I first met Samih in ’73 when clashes erupted between the army and the camps. He came to the camp with a group of workers from the Palestine Research Center. They toured the camp and then all went home. Except for him. Samih stayed for more than ten days, we were posted in the same positions and we became friends. I liked him a lot. There was great suffering in his face, which was broad and brown and etched with pain. He told me he was waiting for Samya to come from America so they could get married in Beirut. He said he’d fallen in love with her in Ramallah and then had gone to prison, and in the meantime, she had to leave with her family for Detroit, which has the world’s largest concentration of inhabitants of Ramallah. I asked why he didn’t go to her, complete his education in America, and marry her there. He told me he had his hands full here because he wanted to liberate Palestine. He spoke of his lengthy imprisonment in Hebron and of his dream of living with Samya in the stone house he’d inherited from his father in Ramallah. Samya did come and marry him, and now she lives in the stone house in Ramallah while Samih sleeps in his grave.

Samih said he was arrested for the first time in October of ’67.

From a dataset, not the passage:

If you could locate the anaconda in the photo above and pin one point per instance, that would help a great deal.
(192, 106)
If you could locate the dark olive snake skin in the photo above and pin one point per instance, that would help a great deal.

He was distributing pamphlets against the Israeli occupation in the city. “In prison,” he said, “the Israeli officer taught me the most important lesson of my life. He interrogated me with a copy of the pamphlet in his hand and flung questions at me. At first I said I’d been reading the pamphlet and had nothing to do with distributing it, when in fact I was the one who’d written it, which called on schools to strike in protest against the occupation. He looked me in the eye and said I was a coward. He said that if he were in my place, and if his country were occupied, he wouldn’t go around distributing pamphlets — that would be shameful — he’d be distributing bombs instead. I confessed I was the one who’d written the pamphlet, and then he grew even more contemptuous and said I deserved to be beaten. I finished my one-year sentence in Ramallah, and when I came out, we started the real resistance. We began organizing a network for Fatah, but they arrested us before we could undertake any operations. They seized one of the members of the network who’d gone to Jordan and had come back in clandestinely, with explosives. And it was in the second prison that I learned my lesson.”

Samih said he’d been in the Hebron prison.

“It was February; it was bitter cold, and snowing. They took me to the interrogator, who ordered me to take off my clothes. Around the interrogator were four men with rippling muscles. I took off my shirt. ‘Go on,’ he said. I took off my vest. ‘Your trousers,’ he said. I hesitated, but a punch in the face that made my nose bleed persuaded me. I took off my trousers and my shoes and stood naked except for my underpants. With a wave of the hand, the interrogator ordered them to take me away, and we went through the door of the prison and walked to a high mound. It was icy. I was certain they were going to kill me and dump me on the ice as food for the birds. At the top of the mound, the beating started. They attacked my entire body. They used their hands and their feet and their leather belts. They threw me down on the ground and kicked me and stamped on my face, my blood turning into icy red spots. At first I screamed with pain, and I heard the interrogator say, ‘Coward.’ I remembered the first interrogator and the contempt in his eyes as he flung the political pamphlet in my face, and I went dumb. They beat me, and I swallowed blood and groans. I rolled naked in the ice, and my skin was torn from me. The beating stopped after a stretch that seemed interminable, and they took me back to the prison. At the door to the interrogator’s room, where they ordered me to go in and get my clothes, I understood everything.”